Cengiz Doğan, yıllardır Uşak’ın en ücra köylerini dahi karış karış gezerek, şehrin tarihini ve kültürel mirasını araştırıyor. Onun bu çalışmaları, Uşak’ın bugüne kadar bilinmeyen veya göz ardı edilen tarihi yapılarını ve hikayelerini ortaya çıkarıyor. Doğan, bu süreçte keşfettiği her yeni tarihi unsuru belgeleyerek, Uşak’ın hem Türkiye’de hem de uluslararası alanda hak ettiği değeri görmesi için çalışıyor. Doğan, bu çalışmalarla ilgili olarak, "Yıllardır Uşak’ın her köşesini gezip tarihini araştırıyorum. Amacım, bu şehrin zengin tarihini gün yüzüne çıkarmak ve gelecek nesillere aktarılmasını sağlamak.

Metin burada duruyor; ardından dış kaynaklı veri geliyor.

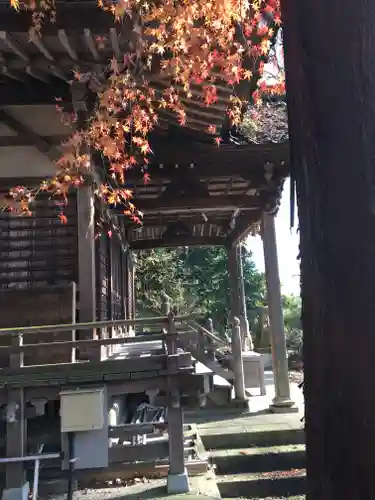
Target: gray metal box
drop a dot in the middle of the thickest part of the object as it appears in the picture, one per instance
(90, 446)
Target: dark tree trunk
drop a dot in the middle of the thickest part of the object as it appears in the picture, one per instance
(330, 61)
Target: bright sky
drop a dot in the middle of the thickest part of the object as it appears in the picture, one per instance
(287, 247)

Bu belgesel çalışmaları, Uşak’ın turizmine katkıda bulunacak önemli bir adım," diyor. Alp Arslan Dur ise yönetmenliğini üstlendiği belgesellerde sanatsal bir bakış açısı sunuyor. Aynı zamanda fotoğrafçı kimliğiyle Uşak’ın doğal ve tarihi güzelliklerini en çarpıcı biçimde kayda geçiriyor. Dur, belgesellerin sadece bilgi aktarmakla kalmadığını, aynı zamanda izleyiciyi büyüleyen bir görsel şölen sunduğunu belirtiyor. Bu çalışmalarla Uşak’ın tanıtımına katkı sağlamanın kendisi için büyük bir mutluluk kaynağı olduğunu dile getiriyor.
Belgesel ekibi, bugüne kadar yaptıkları çekimlerle şehrin birçok saklı köşesini gözler önüne serdi. Uşak’ın tarihi köylerinden eski taş binalarına, antik kalıntılarından doğal güzelliklerine kadar geniş bir yelpazeyi kapsayan bu belgeseller, hem yerel halkın hem de turistlerin ilgisini çekiyor. Aynı zamanda, bu belgeseller sayesinde Uşak’ın turizm potansiyeli de giderek daha fazla insan tarafından fark ediliyor. Cengiz Doğan ve Alp Arslan Dur, Uşak’ın tanıtımı konusunda bitmeyen bir enerjiyle çalışmaya devam edeceklerini belirtiyor. "Bu şehri seviyoruz ve onun güzelliklerini dünyaya tanıtmak istiyoruz. Belgesel çekimlerimize ara vermeden devam edeceğiz. Çünkü Uşak’ın keşfedilecek daha çok hikayesi var," diyen Doğan, bundan sonraki projelerinde daha geniş kitlelere ulaşmayı hedeflediklerini de sözlerine ekliyor. Bu iki Uşak sevdalısının çabaları, sadece şehri tanıtmakla kalmıyor, aynı zamanda Uşak’ın kültürel mirasının korunmasına ve yaşatılmasına da büyük katkı sağlıyor. Her biri büyük bir özveri ve sevgiyle çekilen bu belgeseller, Uşak’ın geçmişini geleceğe taşırken, aynı zamanda yerel halkın da kendi tarihine sahip çıkmasına ilham veriyor. Doğan ve Dur’un bu önemli çalışmaları, Uşak’ın tarihini daha fazla kişiye ulaştırarak şehrin kültürel zenginliğini daha da görünür kılmayı amaçlıyor. Şehrin her köşesinde yeni hikayeler ve güzellikler keşfetmeye devam eden bu ekip, Uşak’ın tarihi ve kültürel mirasını tüm dünya ile paylaşmaya kararlı.